The other important population center is India, where we have very few records compared to Europe and China. Datasets generally report naively extrapolated smooth curves for the Indian population before the modern period, and that’s because there really isn’t much else to do due to the scarcity of useful information. This doesn’t mean that we actually expect population growth in India to have been smooth, just that in the absence of more information our best guess for each date should probably be a smoothly increasing function of the date. As McEvedy and Jones put it, “happy is the graph that has no history”.
I agree that locations isolated from Eurasia would most likely not show the same population trends, but Eurasia was ~ 75% of the world’s population in the first millennium and so events in Eurasia dominate what happens to the global population.
Well, that’s true, but at some level, what else could it possibly be? What other cause could be behind the long-run expansion in the first place, so many millennia after humans spanned every continent but Antarctica?
I’m very skeptical about explanations involving wars and plagues, except insofar as those impact technological development and infrastructure, because a handful of generations is plenty to get back to the Malthusian limit even if a majority of the population dies in some major event (especially regional events where you can then also get migration or invasion from less affected regions). I guess because they use nice round year numbers as cutoffs there could be artifacts of events right near the beginning or end of a millennium, but things happening in the 2nd or 3rd century AD aren’t candidates for that.

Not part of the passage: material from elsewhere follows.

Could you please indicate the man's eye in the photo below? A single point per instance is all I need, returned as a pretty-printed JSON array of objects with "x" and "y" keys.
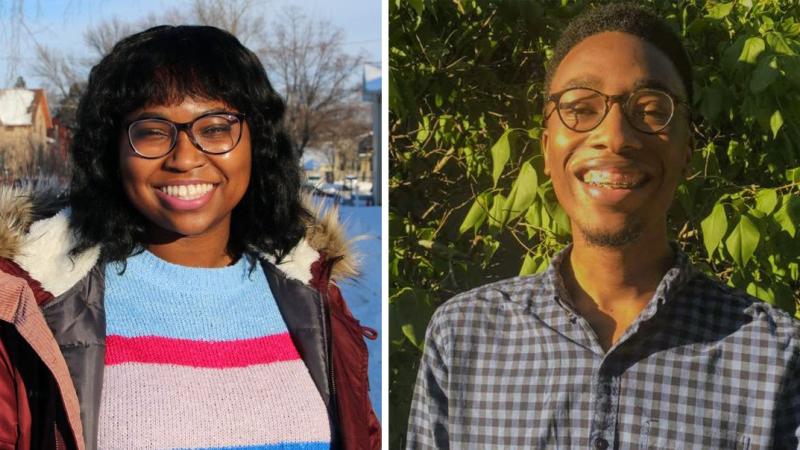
[{"x": 150, "y": 133}]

Technological progress being responsible for the long-run trend doesn’t mean you can attribute local reversals to humans hitting limits to technological progress. Just as a silly example, the emergence of a new strain of plague could have led to the depopulation of urban centers, which lowers R&D efficiency because you lose concentrations of people working together, and thus lowers the rate of technological progress. I’m not saying this is what actually happened, but it seems like a possible story to me.
I agree, but why would you assume wars and plagues can’t impact technological development and infrastructure?

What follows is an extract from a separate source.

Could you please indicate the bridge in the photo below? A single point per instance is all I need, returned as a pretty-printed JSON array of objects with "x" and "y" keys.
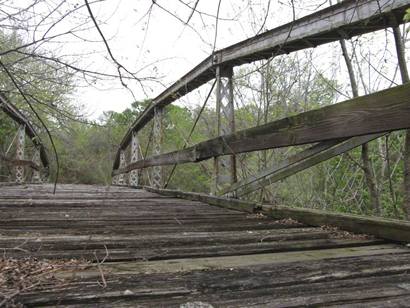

Yes, it’s a possible story. And yes, wars and plagues impact tech development and infrastructure all the time. But I find it hard to think about how to draw a principled distinction between local growth slowdowns and hitting local limits to technological growth.
For example, in medieval Europe the Black Plague definitely depopulated the continent in ways that affected lots and lots of things, and there was no way they could reasonably have known how to do better. Resolving the plague wasn’t possible because the solutions were beyond the local limits of technological growth. If the same plague struck today, that wouldn’t happen, because we have the tools to deal with it. We understand sanitation, and disease vectors, and we can develop vaccines. It would be a blip of a decade and a few percent GDP growth, rather than half the population and centuries of recovery.